Les Mongs constituent un peuple étranger dans la décharge. Nul ne sait d’où ils viennent. Leurs cabanes ne sont installées dans aucun secteur proche. On raconte qu’ils dorment au creux d’une vallée cachée, à deux heures de la favela. On raconte qu’ils composent une unique tribu qui se répand le matin dans toute la décharge, qu’ils payent un impôt gigantesque au préfet. On dit aussi qu’ils n’ont pas d’odeur, qu’ils organisent à chaque pleine lune une grande cérémonie au cours de laquelle ils mangent leurs morts. Mais surtout on les craint car on les soupçonne de constituer le principal réseau d’information d’Ankar. Ils sont partout, apparaissent et disparaissent dans la plus grande discrétion. On raconte tant de choses sur les Mongs que personne ne sait que croire. Mais le plus probable est qu’ils tentent de survivre comme tous les peuples de la décharge.

Ce dont chacun est sûr, c’est que tous les matins, quand la noria monte vers le secteur à la première lueur, ils apparaissent les premiers.

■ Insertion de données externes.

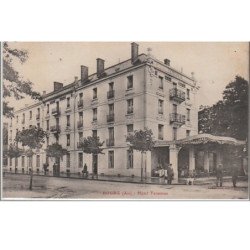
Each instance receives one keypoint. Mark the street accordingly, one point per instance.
(16, 186)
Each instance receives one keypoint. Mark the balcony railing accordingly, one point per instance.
(79, 145)
(177, 95)
(55, 129)
(80, 124)
(110, 117)
(56, 111)
(110, 142)
(110, 94)
(177, 118)
(80, 104)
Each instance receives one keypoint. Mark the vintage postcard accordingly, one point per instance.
(120, 120)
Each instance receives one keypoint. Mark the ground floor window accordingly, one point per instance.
(80, 160)
(111, 159)
(130, 159)
(68, 160)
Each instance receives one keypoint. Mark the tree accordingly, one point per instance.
(55, 151)
(92, 145)
(142, 141)
(229, 116)
(33, 138)
(14, 85)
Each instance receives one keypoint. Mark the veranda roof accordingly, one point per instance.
(206, 138)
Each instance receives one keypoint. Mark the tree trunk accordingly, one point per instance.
(141, 166)
(31, 174)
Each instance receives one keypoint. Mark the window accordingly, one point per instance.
(188, 114)
(95, 93)
(188, 94)
(160, 131)
(111, 86)
(160, 107)
(94, 133)
(80, 136)
(130, 159)
(174, 108)
(111, 133)
(68, 160)
(111, 159)
(94, 114)
(160, 82)
(23, 161)
(68, 139)
(68, 102)
(80, 160)
(174, 133)
(111, 109)
(38, 161)
(16, 162)
(130, 128)
(68, 120)
(130, 108)
(129, 82)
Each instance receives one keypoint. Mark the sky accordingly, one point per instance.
(215, 64)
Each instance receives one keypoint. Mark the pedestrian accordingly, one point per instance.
(219, 175)
(85, 171)
(234, 175)
(170, 173)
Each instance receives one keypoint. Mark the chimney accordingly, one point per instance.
(167, 62)
(84, 74)
(134, 52)
(58, 86)
(100, 66)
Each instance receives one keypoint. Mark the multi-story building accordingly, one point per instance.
(137, 93)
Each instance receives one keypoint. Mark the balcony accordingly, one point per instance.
(80, 104)
(110, 142)
(79, 145)
(111, 94)
(55, 129)
(80, 124)
(177, 95)
(56, 111)
(130, 110)
(177, 119)
(111, 118)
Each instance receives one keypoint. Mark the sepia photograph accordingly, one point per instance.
(125, 120)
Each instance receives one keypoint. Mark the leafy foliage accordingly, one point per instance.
(14, 85)
(32, 137)
(13, 151)
(141, 140)
(91, 145)
(56, 150)
(228, 117)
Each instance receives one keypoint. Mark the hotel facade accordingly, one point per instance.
(137, 93)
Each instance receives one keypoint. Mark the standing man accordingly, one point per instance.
(234, 174)
(219, 175)
(170, 173)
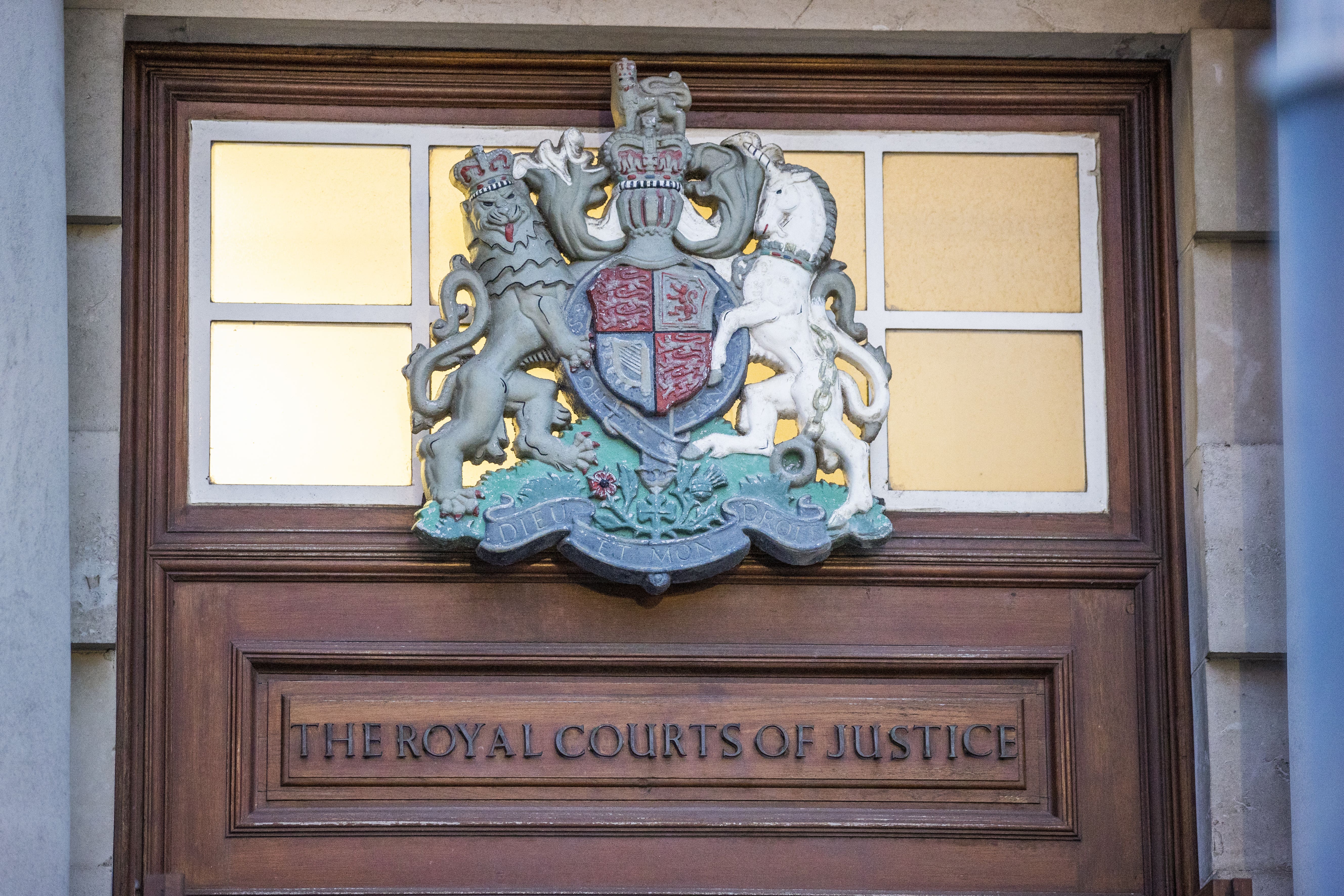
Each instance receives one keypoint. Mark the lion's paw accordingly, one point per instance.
(460, 503)
(585, 451)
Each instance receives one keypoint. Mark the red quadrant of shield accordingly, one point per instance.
(682, 365)
(623, 300)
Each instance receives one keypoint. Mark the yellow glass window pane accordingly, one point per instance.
(843, 173)
(982, 233)
(986, 412)
(447, 226)
(310, 224)
(310, 405)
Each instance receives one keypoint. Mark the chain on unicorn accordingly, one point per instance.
(785, 285)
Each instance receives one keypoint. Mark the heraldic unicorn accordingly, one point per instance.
(647, 319)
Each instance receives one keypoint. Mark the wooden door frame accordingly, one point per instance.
(1139, 543)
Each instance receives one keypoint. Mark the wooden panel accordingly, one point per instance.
(234, 620)
(924, 710)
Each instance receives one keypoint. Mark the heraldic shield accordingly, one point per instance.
(643, 323)
(654, 332)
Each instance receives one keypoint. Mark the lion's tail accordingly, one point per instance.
(452, 346)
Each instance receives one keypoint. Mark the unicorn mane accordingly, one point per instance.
(828, 202)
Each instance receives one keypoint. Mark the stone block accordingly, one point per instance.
(93, 264)
(93, 112)
(1248, 758)
(1224, 138)
(93, 738)
(1238, 543)
(1230, 356)
(93, 537)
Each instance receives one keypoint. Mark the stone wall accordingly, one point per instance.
(1234, 457)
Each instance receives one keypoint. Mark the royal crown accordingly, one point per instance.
(484, 171)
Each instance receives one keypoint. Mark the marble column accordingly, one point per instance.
(34, 455)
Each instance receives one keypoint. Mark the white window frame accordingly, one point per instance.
(422, 310)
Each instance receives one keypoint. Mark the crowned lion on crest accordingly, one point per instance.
(518, 280)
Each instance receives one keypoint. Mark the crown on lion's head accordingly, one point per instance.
(484, 171)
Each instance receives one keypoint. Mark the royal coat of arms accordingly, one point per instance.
(647, 319)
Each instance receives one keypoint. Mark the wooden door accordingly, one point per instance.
(311, 702)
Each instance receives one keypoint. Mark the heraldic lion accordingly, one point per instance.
(518, 280)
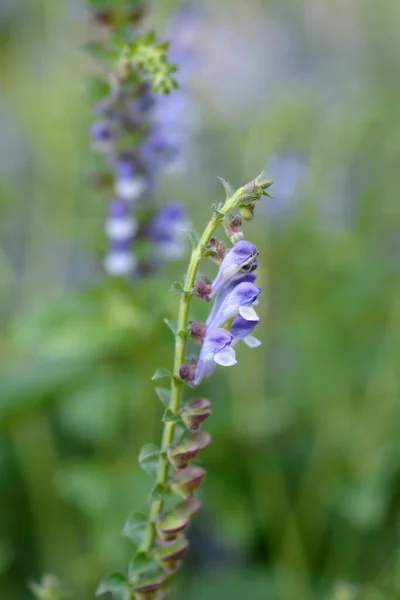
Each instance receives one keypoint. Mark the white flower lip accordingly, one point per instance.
(248, 313)
(251, 341)
(226, 358)
(120, 263)
(130, 189)
(121, 228)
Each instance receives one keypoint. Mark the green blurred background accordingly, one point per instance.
(302, 493)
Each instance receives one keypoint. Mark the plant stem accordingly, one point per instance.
(179, 359)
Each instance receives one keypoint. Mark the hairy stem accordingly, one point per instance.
(179, 358)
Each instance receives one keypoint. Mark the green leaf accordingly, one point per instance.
(170, 417)
(141, 563)
(158, 492)
(194, 238)
(135, 527)
(164, 395)
(160, 374)
(184, 334)
(171, 325)
(177, 288)
(215, 209)
(113, 583)
(229, 189)
(148, 458)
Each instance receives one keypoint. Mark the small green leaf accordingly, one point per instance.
(160, 374)
(113, 583)
(148, 458)
(229, 189)
(184, 334)
(170, 417)
(171, 325)
(177, 288)
(141, 563)
(164, 395)
(215, 209)
(194, 238)
(135, 527)
(158, 492)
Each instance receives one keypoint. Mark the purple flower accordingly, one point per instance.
(241, 329)
(120, 225)
(120, 260)
(168, 231)
(226, 290)
(215, 350)
(240, 259)
(129, 184)
(238, 301)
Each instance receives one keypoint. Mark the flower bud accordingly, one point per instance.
(202, 289)
(154, 595)
(148, 584)
(186, 373)
(169, 526)
(195, 412)
(169, 555)
(247, 211)
(197, 331)
(218, 249)
(180, 454)
(186, 481)
(233, 229)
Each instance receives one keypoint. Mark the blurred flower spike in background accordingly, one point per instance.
(140, 132)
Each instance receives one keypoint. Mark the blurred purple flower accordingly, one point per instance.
(168, 231)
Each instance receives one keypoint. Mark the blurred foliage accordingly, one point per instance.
(303, 476)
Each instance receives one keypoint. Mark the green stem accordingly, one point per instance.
(179, 359)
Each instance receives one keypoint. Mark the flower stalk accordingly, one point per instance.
(219, 216)
(160, 535)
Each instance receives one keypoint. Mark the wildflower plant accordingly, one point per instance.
(134, 133)
(160, 536)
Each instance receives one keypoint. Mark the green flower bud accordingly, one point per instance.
(186, 481)
(195, 412)
(169, 555)
(180, 454)
(247, 211)
(171, 524)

Ils investissent les crêtes, les vallées. S’étirent à l’orée du secteur. Partout d’où ils peuvent compter et surveiller la montée des camions, préparer et attendre leur descente une heure plus tard. Ils se dispersent, et s’installent, solitaires. Un Mong est toujours maigre. Sa peau est plus pâle que celle des autres peuples. Ses yeux sont plus étirés, Ses cheveux plus drus. Les Mongs sont tous vêtus d’une chemise de couleur jaune ou bleue, d’un pantalon qui s’arrête sous le genou. Sur leur tête ils posent le chapeau conique qui les rend reconnaissables de loin.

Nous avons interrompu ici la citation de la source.